Cite as: 536 U. S. 150 (2002)
Scalia, J., concurring in judgment
Because Stratton did not rely on the crime prevention justification, because Stratton has not now "present[ed] more than anecdote and supposition," Playboy Entertainment Group, supra, at 822, and because the relationship between the interest and the ordinance is doubtful, I am unwilling to assume that these conjectured benefits outweigh the cost of abridging the speech covered by the ordinance.
Justice Scalia, with whom Justice Thomas joins, concurring in the judgment.
I concur in the judgment, for many but not all of the reasons set forth in the opinion for the Court.

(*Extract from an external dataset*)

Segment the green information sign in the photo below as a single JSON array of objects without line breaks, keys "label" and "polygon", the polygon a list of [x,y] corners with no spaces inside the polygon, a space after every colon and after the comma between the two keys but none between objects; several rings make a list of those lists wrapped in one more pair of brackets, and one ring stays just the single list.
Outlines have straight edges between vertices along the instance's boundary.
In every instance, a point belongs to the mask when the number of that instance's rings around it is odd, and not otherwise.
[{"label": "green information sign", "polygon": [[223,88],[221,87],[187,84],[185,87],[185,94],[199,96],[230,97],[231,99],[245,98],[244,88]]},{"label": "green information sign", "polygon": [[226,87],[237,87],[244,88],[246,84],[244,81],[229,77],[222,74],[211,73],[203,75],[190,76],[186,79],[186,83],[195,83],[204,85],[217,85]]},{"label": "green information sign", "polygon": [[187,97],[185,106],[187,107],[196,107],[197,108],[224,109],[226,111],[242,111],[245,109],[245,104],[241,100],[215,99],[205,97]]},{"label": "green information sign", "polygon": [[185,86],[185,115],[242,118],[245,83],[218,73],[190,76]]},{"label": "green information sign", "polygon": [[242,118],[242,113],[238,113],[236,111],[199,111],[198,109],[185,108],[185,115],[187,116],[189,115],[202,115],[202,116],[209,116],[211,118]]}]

I do not agree, for example, that one of the causes of the invalidity of Stratton's ordinance is that some people have a religious objection to applying for a permit, and others (posited by the Court) "have such firm convictions about their constitutional right to engage in uninhibited debate in the context of door-to-door advocacy, that they would prefer silence to speech licensed by a petty official." Ante, at 167.
If a licensing requirement is otherwise lawful, it is in my view not invalidated by the fact that some people will choose, for religious reasons, to forgo speech rather than observe it. That would convert an invalid free-exercise claim, see Employment Div., Dept. of Human Resources of Ore. v. Smith, 494 U. S. 872 (1990), into a valid free-speech claim—and a more destructive one at that. Whereas the free-exercise claim, if acknowledged, would merely exempt Jehovah's Witnesses from the licensing requirement, the free-speech claim exempts everybody, thanks to Jehovah's Witnesses.
As for the Court's fairytale category of "patriotic citizens," ante, at 167, who would rather be silenced than licensed in a manner that the Constitution (but for their "patriotic" objection) would permit: If our free-speech jurisprudence is to be determined by the predicted behavior of such crackpots, we are in a sorry state indeed.